Данглар кивнул, давая понять, что говорить больше не о чем.
Пять минут спустя под руками мадемуазель д’Армильи зазвучал рояль, а мадемуазель Данглар запела проклятие Брабанцио Дездемоне.
Как только ария была окончена, вошел Этьен и доложил Эжени, что лошади поданы и баронесса ждет ее.
Мы уже присутствовали при том, как обе дамы побывали у Вильфоров, откуда они вышли, чтобы ехать дальше с визитами.
XIX. Брачный договор
Прошло три дня после описанной нами сцены, и настал день, назначенный для подписания брачного договора между мадемуазель Эжени Данглар и Андреа Кавальканти, которого банкир упорно продолжал называть князем. Было около пяти часов вечера, свежий ветерок шелестел листвой в садике перед домом Монте-Кристо; граф собирался выехать, и поданные ему лошади били копытами землю, едва сдерживаемые кучером, уже четверть часа сидевшим на козлах. В это время в ворота быстро въехал элегантный фаэтон, с которым мы уже несколько раз встречались, хотя бы, например, в известный нам вечер в Отейле; из него не вышел, а скорее выпрыгнул на ступени крыльца Андреа Кавальканти, такой блестящий, такой сияющий, как будто и он собирался породниться с княжеским домом.
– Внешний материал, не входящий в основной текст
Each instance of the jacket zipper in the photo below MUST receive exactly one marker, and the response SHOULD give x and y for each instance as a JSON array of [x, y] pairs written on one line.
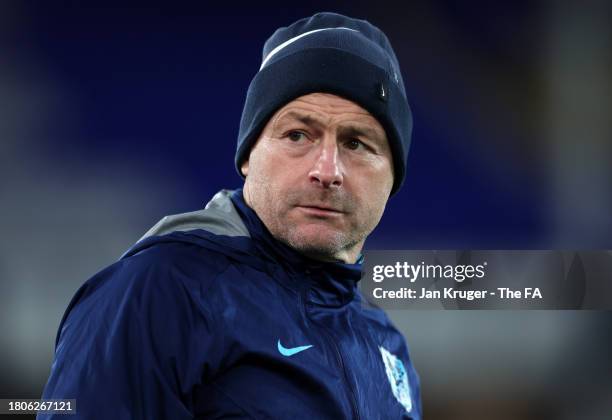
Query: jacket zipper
[[339, 359]]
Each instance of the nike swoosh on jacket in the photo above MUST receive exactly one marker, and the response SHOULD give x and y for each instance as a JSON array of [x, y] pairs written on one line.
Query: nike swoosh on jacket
[[186, 325]]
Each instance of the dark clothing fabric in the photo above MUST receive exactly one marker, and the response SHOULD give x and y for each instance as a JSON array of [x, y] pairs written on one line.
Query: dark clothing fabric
[[208, 316]]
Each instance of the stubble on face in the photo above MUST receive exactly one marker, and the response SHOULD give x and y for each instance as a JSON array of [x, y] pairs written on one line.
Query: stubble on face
[[277, 187], [314, 237]]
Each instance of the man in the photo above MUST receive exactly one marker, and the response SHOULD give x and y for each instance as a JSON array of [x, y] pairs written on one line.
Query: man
[[250, 307]]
Он с обычной фамильярностью осведомился о здоровье графа и, легко взбежав на второй этаж, столкнулся на площадке лестницы с ним самим.
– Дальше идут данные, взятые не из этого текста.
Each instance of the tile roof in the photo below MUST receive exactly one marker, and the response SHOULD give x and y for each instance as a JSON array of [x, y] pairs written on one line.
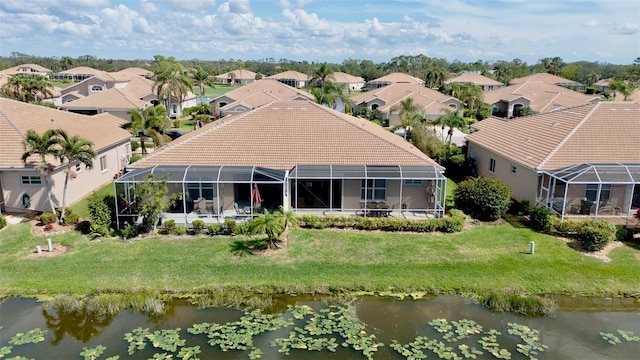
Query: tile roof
[[283, 134], [603, 132], [291, 74], [239, 73], [426, 99], [476, 79], [544, 77], [17, 117], [341, 77], [399, 78], [544, 97]]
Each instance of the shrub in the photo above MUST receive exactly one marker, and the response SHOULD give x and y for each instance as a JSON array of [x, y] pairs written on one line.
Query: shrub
[[198, 226], [181, 230], [594, 235], [129, 231], [48, 218], [483, 198], [540, 218], [70, 219], [170, 226]]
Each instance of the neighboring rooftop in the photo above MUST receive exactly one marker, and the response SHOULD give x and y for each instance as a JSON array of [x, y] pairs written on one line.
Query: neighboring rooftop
[[603, 132]]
При виде посетителя граф остановился. Но Андреа Кавальканти взял разгон, и его уже ничто не могло остановить.
– Здравствуйте, дорогой граф! – сказал он Монте-Кристо.
– А, господин Андреа! – сказал тот своим обычным полунасмешливым тоном. – Как поживаете?
– Чудесно, как видите. Тысячу вещей надо вам сказать. Но прежде всего скажите, вы собирались выехать или только что вернулись?
– Собираюсь выехать.
– В таком случае, чтобы не задерживать вас, я, если разрешите, сяду к вам в коляску, а Том будет следовать за нами.
– Нет, – сказал с неуловимо презрительной улыбкой граф, отнюдь не желавший показываться в обществе этого молодого человека, – я предпочитаю выслушать вас здесь, дорогой господин Андреа; в комнате разговаривать удобнее, и нет кучера, который на лету подхватывает ваши слова.
И граф вошел в маленькую гостиную второго этажа, сел и, закинув ногу на ногу, пригласил гостя тоже сесть.
– Вам известно, дорогой граф, – сказал Андреа, весь сияя, – что обручение назначено на сегодня; в девять часов вечера у моего тестя подписывают договор.
– Вот как! – ответил Монте-Кристо.
– Как, разве это для вас новость? И разве Данглар не уведомил вас?
– Как же, – сказал граф, – я вчера получил письмо, но, насколько помню, там не указан час.
– Вполне возможно; мой тесть, должно быть, рассчитывал, что это всем известно.